Okay, so here’s how my whole MOSFET swap mess went down. I had this old pedalboard power supply project gathering dust in the garage – classic “I’ll finish it later” situation. Finally dug it out last week, fired up the circuit, and bam. Dead. Traced it back to that tiny BS170 FET acting like a brick wall. Zero flow.

The Replacement Hunt Begins
First stop was my usual online supplier. Typed in BS170 like I always do, ready to hit “Buy 10.” But nah. Backorder notice. Checked three other sites – same story. Either out of stock or crazy expensive for what it is. Felt like hunting for unicorns. Annoying, right? So I mumbled, “Screw it, gotta find something else that’ll work.”
Digging Through the Junk Drawer (Literally)
Started pulling open every plastic bin labeled “Electronics Misc.” We all have that graveyard of parts. Found a bunch of FETs in antistatic foam – 2N7000s, IRF510s, even some IRLZ34Ns. But specs?
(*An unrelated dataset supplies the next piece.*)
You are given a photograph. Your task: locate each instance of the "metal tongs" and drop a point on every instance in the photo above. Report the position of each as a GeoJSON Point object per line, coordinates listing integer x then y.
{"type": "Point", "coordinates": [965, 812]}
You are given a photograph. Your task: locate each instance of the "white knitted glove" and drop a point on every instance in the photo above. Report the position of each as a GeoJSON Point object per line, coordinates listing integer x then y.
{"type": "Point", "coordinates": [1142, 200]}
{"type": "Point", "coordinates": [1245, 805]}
Nah, half the labels faded or missing. Googled datasheets like a madman comparing numbers:
- Voltage rating: Needed at least 60V.
- Current handling: Pedal draws under 500mA.
- Gate Threshold: Had to play nice with 5V logic.
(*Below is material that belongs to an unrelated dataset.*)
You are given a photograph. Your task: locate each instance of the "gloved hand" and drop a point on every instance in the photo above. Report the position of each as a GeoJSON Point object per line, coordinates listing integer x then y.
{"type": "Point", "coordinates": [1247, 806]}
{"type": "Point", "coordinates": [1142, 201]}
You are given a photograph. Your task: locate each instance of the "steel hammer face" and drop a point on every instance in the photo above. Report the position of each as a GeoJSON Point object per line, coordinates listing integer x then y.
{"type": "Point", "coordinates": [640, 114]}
Felt like doing homework instead of fixing stuff.
Bench Testing Chaos
Grabbed the three closest suspects: a 2N7000 (classic), a ZVP2106A (random find), and a BS250 (weird P-channel, but gave it a shot). Hooked ’em up one by one to a breadboard with a dummy load resistor and my power supply.
Trial 1: The 2N7000

Powered on… and smoke. Not the good kind. Fried immediately. That “60V” rating lied hard. Cheap junk.
Trial 2: The BS250
Wired it backwards because P-channel. Duh. Fixed that… and it barely switched. Like pushing a car uphill. Useless.
Trial 3: ZVP2106A
This one surprised me. Handled 60V no sweat. Gate clicked on at 3V cleanly. No magic smoke. Measured voltage drop across load – almost identical to the dead BS170. Eyebrow raised.

The Real World Shakedown
Couldn’t trust the bench test alone. Soldered the ZVP2106A into the actual pedal supply circuit. Plugged in a distortion pedal, then a delay. Voltage stayed rock steady. Felt the FET – lukewarm, no panic heat. Left it cooking for an hour. Still alive. Did a happy-dance-wiggle at the workbench.
The Verdict (For Now)
So yeah, the ZVP2106A saved my dumb project. Is it the perfect BS170 twin? Nah. Slightly higher gate capacitance, but the pedals didn’t care. Moral? When your “go-to” part ghosts you, dig deeper. Sometimes the random thing in your bin just works. And now my doom-metal riffs stay powered. Win.